Directors and officers liability insurance will continue to experience soft and declining pricing through 2008, as interest in the coverage is growing internationally, according to insurance brokerage executives.
They painted that picture yesterday during a Web seminar sponsored by Chicago-based insurance broker Aon, titled "Breaking News in Directors and Officers Liability Insurance."
The experts who took part in the discussion of the current state of the D&O market and some of the legal issues the market is facing included: Jacqueline Urban, senior vice president with Aon's Financial Services Group Legal & Claims Practice; Jennifer J. Fahey, managing director with Aon's Financial Services Group national D&O practice leader, and David Kistenbroker, managing partner with the law firm Katten Muchin Rosenman in Chicago.
Ms. Fahey said the interest in D&O insurance remains strong and insurers are grudgingly expanding coverage terms while pricing continues to remain soft. She said premiums have dropped 50 percent in the past four years and the current soft market is expected to continue through 2008.
The interest in the purchase of side-A programs (coverage of individual directors and officers who are not indemnified by the corporation's side-B program) has grown, she said. That interest, she noted, involves not just questions about whether enough coverage was purchased but whether too much or too many people are covered by the program.
Insurers are expanding limits to offset price decreases, she said. While primary insurers are seeing decreases, excess insurers are getting hit harder by the market, with decreases especially on coverage in excess of $50 million.
All of this translates into better terms on exclusions, said Ms. Fahey, and intense competition for business--especially new business.
Despite the advantages policyholders are enjoying in the soft market, Ms. Fahey recommended that policyholders take their renewals very seriously and work on strengthening their relationship with their carrier. She said a strong relationship would be beneficial when it comes to claims and other situations.
Internationally, Ms. Fahey said there is a growing amount of litigation over D&O claims. "It's like the U.S., but it is on the upswing." She said there is growing international interest in D&O programs. At this time, the purchases are concentrating on individual executives, but there are purchases to cover a company on an international basis, she added.

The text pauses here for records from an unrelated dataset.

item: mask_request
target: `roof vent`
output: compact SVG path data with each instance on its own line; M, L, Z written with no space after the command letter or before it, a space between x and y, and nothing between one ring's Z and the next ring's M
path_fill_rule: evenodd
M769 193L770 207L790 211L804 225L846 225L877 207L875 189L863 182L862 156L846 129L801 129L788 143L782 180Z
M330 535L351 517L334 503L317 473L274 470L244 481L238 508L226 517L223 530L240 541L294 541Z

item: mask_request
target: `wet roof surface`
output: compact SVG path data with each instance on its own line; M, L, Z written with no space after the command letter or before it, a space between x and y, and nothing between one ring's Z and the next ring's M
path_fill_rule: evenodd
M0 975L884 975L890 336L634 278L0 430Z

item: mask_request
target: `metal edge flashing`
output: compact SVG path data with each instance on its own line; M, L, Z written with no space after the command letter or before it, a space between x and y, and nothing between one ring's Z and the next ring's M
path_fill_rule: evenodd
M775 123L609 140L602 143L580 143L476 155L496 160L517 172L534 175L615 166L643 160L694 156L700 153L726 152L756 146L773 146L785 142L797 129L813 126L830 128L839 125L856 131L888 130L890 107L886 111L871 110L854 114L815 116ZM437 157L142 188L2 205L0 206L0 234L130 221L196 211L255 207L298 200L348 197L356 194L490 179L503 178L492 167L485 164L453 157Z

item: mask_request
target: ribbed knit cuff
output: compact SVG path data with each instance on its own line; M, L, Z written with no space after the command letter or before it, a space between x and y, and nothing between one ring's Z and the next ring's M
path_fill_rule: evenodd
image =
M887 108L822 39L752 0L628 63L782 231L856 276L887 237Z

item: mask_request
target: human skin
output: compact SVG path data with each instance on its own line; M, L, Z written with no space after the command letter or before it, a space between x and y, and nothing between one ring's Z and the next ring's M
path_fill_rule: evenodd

Paul Graziano, executive vice president with Aon's national industry and product group, the seminar's moderator, noted that many listeners of yesterday's seminar were registered from Latin America, Canada and Asia.
Discussing D&O market trends, Ms. Urban noted that while frequency of claims has dropped, the severity of those claims is still strong. She expected that trend to continue.
Commenting on why the frequency has dropped, Mr. Kistenbroker said there are several possibilities for this, including a strong bull market producing contented investors and stronger compliance requirements.
A rebroadcast of the Web seminar is available at www.aon.com/webseminars.